The Governor of the Bank of Ghana (BoG), Dr Johnson Pandit Asiama, has tasked the Monetary Policy Committee (MPC) of the BoG to decide on a policy stance that reinforces the disinflation path without undermining the recovery or destabilising market expectations.
Speaking at his first MPC meeting as the Governor of the BoG, he stressed that, the MPC must consider current domestic macroeconomic conditions and the volatile global conditions in reaching a policy stance.
“Our task over the next few days is to weigh these developments rigorously, and to reach a policy stance that reinforces the disinflation path without undermining the recovery or destabilising market expectations,” he stated.
“I trust that our discussions will be candid, evidence-based, and guided by our shared mandate of maintaining price stability and supporting sustainable growth,” Dr Asiama, who chairs the MPC, added.
The Governor also stated that the country’s strong buffers, strong reserves, improving sentiment, and the credibility of the policy framework should guide the MPC as it deliberated on the economic developments of the country.

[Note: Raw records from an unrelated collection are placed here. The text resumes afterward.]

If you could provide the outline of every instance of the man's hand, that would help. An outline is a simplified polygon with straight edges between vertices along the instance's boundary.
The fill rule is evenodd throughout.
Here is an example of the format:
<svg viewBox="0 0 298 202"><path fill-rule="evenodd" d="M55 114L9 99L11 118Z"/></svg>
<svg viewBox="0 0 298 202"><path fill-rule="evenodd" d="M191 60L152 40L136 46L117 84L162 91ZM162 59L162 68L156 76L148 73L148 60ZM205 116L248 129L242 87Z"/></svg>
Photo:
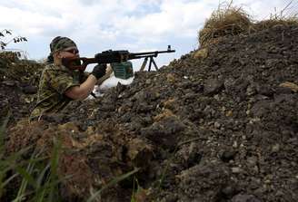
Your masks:
<svg viewBox="0 0 298 202"><path fill-rule="evenodd" d="M106 64L97 64L94 66L94 70L92 71L91 74L99 79L105 74Z"/></svg>

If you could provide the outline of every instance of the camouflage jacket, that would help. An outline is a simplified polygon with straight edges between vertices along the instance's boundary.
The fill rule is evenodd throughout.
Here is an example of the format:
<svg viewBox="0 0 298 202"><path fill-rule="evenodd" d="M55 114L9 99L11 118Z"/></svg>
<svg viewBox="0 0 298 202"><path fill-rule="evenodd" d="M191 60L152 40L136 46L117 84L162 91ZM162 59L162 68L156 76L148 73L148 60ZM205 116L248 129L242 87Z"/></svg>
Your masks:
<svg viewBox="0 0 298 202"><path fill-rule="evenodd" d="M31 112L30 119L41 117L45 113L61 111L72 101L65 95L66 90L79 86L88 74L70 71L63 65L54 63L45 67L37 94L37 103Z"/></svg>

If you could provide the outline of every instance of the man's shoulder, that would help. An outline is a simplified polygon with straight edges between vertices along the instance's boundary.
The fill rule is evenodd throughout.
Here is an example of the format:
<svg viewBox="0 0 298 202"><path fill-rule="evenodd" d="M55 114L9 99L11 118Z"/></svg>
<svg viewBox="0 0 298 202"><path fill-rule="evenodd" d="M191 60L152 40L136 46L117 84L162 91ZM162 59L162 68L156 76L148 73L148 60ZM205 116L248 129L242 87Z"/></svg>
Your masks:
<svg viewBox="0 0 298 202"><path fill-rule="evenodd" d="M69 70L67 68L65 68L65 66L63 66L63 65L58 65L58 64L55 64L55 63L48 63L44 68L44 72L47 72L47 73L66 72L66 73L69 73Z"/></svg>

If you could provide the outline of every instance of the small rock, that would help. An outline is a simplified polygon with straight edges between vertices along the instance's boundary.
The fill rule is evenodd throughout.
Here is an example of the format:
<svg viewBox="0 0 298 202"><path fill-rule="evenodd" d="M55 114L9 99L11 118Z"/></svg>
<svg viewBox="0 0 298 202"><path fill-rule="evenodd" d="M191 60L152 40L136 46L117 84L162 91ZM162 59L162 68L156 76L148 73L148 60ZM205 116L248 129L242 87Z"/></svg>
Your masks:
<svg viewBox="0 0 298 202"><path fill-rule="evenodd" d="M221 159L224 162L229 162L230 160L233 159L235 158L236 151L234 150L225 150L223 152L221 156Z"/></svg>
<svg viewBox="0 0 298 202"><path fill-rule="evenodd" d="M261 202L253 195L238 194L232 198L232 202Z"/></svg>
<svg viewBox="0 0 298 202"><path fill-rule="evenodd" d="M277 153L280 151L281 146L279 144L275 144L272 148L272 152L273 153Z"/></svg>
<svg viewBox="0 0 298 202"><path fill-rule="evenodd" d="M237 174L237 173L241 173L242 171L243 171L243 169L241 168L239 168L239 167L233 167L233 168L232 168L232 172L233 173Z"/></svg>
<svg viewBox="0 0 298 202"><path fill-rule="evenodd" d="M221 128L221 124L220 124L219 122L215 121L215 122L214 122L214 127L215 127L216 129L219 129L219 128Z"/></svg>

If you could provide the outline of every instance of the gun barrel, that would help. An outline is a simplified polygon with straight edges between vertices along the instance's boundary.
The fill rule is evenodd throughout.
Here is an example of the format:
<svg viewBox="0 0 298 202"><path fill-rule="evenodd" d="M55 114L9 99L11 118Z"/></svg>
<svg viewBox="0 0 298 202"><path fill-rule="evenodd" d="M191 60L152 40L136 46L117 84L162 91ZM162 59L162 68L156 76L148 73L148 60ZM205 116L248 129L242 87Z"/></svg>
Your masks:
<svg viewBox="0 0 298 202"><path fill-rule="evenodd" d="M131 53L131 55L139 56L139 55L146 55L146 54L159 54L159 53L174 53L175 50L168 50L168 51L155 51L155 52L142 52L142 53Z"/></svg>

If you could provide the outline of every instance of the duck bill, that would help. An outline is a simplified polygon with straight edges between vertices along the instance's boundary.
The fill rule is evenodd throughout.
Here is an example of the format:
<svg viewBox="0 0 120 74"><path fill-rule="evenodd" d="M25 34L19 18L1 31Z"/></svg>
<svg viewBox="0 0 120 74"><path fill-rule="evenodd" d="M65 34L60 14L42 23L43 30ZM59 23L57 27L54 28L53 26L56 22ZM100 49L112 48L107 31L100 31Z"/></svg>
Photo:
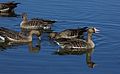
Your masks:
<svg viewBox="0 0 120 74"><path fill-rule="evenodd" d="M100 30L98 30L98 29L96 29L96 28L94 28L95 29L95 33L99 33L100 32Z"/></svg>

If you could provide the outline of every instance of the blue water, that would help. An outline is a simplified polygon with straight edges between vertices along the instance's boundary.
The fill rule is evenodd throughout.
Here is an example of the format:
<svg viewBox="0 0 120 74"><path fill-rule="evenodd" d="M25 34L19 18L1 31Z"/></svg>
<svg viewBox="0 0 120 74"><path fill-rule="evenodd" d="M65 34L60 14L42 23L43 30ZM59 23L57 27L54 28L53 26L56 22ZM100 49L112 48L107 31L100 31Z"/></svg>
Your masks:
<svg viewBox="0 0 120 74"><path fill-rule="evenodd" d="M6 2L7 0L2 0ZM120 73L120 1L119 0L16 0L16 13L28 13L29 18L57 20L52 30L94 26L96 44L92 60L86 65L86 55L54 55L58 46L48 34L42 35L40 50L32 52L28 45L10 46L0 51L0 74L118 74ZM0 17L0 26L20 31L21 17ZM36 38L34 38L36 42Z"/></svg>

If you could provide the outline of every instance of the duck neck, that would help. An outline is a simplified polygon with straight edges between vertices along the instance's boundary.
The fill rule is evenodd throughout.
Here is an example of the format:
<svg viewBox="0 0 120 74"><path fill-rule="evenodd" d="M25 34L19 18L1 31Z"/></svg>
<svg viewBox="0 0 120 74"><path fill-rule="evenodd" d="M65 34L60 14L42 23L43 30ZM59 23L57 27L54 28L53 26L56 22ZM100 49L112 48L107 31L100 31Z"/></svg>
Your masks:
<svg viewBox="0 0 120 74"><path fill-rule="evenodd" d="M94 42L92 41L92 33L88 32L87 43L90 45L91 48L94 48Z"/></svg>
<svg viewBox="0 0 120 74"><path fill-rule="evenodd" d="M27 16L25 15L25 16L23 16L23 21L24 22L27 22L28 20L27 20Z"/></svg>

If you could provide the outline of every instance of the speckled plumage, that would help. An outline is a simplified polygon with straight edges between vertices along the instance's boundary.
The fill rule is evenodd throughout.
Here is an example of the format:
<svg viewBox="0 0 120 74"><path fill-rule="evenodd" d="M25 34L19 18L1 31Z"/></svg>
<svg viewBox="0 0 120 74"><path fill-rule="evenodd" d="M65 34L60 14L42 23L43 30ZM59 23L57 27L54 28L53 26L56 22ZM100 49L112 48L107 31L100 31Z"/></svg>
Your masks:
<svg viewBox="0 0 120 74"><path fill-rule="evenodd" d="M8 28L0 27L0 36L12 42L30 42L32 41L32 32L33 31L31 31L29 34L26 34L24 32L17 32ZM36 31L36 34L40 35L40 32Z"/></svg>

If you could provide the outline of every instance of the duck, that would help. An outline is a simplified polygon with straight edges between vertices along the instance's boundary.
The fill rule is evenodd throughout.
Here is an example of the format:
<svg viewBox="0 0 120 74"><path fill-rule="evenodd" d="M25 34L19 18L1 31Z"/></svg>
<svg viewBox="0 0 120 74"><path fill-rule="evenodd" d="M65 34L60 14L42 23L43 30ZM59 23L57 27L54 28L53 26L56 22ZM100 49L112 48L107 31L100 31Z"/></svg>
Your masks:
<svg viewBox="0 0 120 74"><path fill-rule="evenodd" d="M0 38L5 42L26 43L32 41L32 35L35 34L40 37L41 32L38 30L31 30L29 33L17 32L5 27L0 27ZM40 39L40 38L39 38Z"/></svg>
<svg viewBox="0 0 120 74"><path fill-rule="evenodd" d="M49 34L51 39L59 38L84 38L84 33L87 32L88 27L82 27L77 29L66 29L61 32L52 32Z"/></svg>
<svg viewBox="0 0 120 74"><path fill-rule="evenodd" d="M89 27L87 30L87 39L56 39L55 42L61 47L61 48L68 48L68 49L93 49L95 47L95 44L92 40L92 34L98 33L100 30L96 29L95 27ZM74 51L74 50L73 50Z"/></svg>
<svg viewBox="0 0 120 74"><path fill-rule="evenodd" d="M16 3L15 1L0 3L0 13L14 12L14 8L16 8L18 4L20 3Z"/></svg>
<svg viewBox="0 0 120 74"><path fill-rule="evenodd" d="M22 22L20 23L20 27L22 29L50 29L51 25L56 21L47 20L47 19L39 19L39 18L32 18L28 20L27 13L22 14Z"/></svg>

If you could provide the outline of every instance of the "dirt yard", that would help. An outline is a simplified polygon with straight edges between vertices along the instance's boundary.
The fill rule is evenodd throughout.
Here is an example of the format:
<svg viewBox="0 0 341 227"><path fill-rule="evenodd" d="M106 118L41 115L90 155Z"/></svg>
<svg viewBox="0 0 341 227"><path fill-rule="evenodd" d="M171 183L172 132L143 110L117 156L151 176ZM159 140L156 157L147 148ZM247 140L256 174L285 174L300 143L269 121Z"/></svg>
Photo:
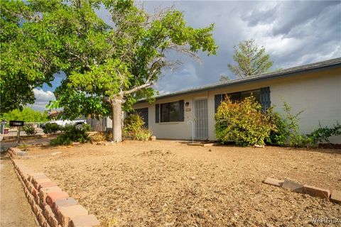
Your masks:
<svg viewBox="0 0 341 227"><path fill-rule="evenodd" d="M341 151L188 146L183 142L31 147L44 172L104 226L324 226L341 206L264 184L267 177L341 189ZM341 225L341 222L333 225Z"/></svg>

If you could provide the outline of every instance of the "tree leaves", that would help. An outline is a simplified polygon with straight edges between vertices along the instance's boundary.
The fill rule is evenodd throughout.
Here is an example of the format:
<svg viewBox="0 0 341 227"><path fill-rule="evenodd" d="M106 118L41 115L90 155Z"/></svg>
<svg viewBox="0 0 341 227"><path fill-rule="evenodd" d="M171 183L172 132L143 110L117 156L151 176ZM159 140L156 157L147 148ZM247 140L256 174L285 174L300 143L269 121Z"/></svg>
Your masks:
<svg viewBox="0 0 341 227"><path fill-rule="evenodd" d="M227 66L240 78L264 73L273 64L270 55L265 52L265 48L258 47L253 39L240 42L238 48L234 46L233 59L237 65Z"/></svg>

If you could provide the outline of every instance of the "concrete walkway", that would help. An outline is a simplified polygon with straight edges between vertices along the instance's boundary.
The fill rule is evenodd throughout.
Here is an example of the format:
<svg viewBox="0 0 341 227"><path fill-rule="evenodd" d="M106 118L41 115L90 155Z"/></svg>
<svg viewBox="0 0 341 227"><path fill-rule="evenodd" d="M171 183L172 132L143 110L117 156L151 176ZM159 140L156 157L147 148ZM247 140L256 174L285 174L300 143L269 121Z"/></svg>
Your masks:
<svg viewBox="0 0 341 227"><path fill-rule="evenodd" d="M7 157L0 160L0 226L37 227L22 186Z"/></svg>

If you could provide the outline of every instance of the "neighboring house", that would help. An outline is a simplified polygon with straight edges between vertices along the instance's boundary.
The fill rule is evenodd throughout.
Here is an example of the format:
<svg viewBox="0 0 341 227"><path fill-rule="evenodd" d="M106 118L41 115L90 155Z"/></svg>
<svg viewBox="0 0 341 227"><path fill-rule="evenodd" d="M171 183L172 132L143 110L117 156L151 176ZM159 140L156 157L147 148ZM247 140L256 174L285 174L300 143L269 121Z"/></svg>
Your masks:
<svg viewBox="0 0 341 227"><path fill-rule="evenodd" d="M240 100L251 94L264 108L275 105L281 114L283 101L293 114L304 110L299 122L303 133L310 133L319 123L341 123L341 58L183 90L133 107L158 138L191 139L192 121L194 139L215 140L215 114L224 96ZM341 137L330 142L341 143Z"/></svg>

Additionally, Dr Asiama highlighting on the domestic economy said while inflation was easing, it remained uncomfortably high, at over 23 per cent, and progress had been slow, particularly on a month-on-month basis.
He said the structural drivers of food inflation remained persistent and that should guide the decisions of the MPC.
“Domestically, the 2024 fiscal outturn was expansionary, with the deficit exceeding programme targets. We have seen encouraging signs of consolidation early in 2025, but questions remain as to whether current measures are adequate to anchor expectations and satisfy upcoming International Monetary Fund programme reviews.
On the external environment, Dr Asiama said currently supportive was becoming increasingly volatile.
“We’ve seen a strong trade surplus and solid reserve build-up on the back of gold exports and remittance flows. But a possible escalation in global tariff wars, rising geopolitical tensions, and weakening Chinese demand could quickly shift the dynamics. These global factors could also have spillover effects on inflation, capital flows, and exchange rate stability,” he warned.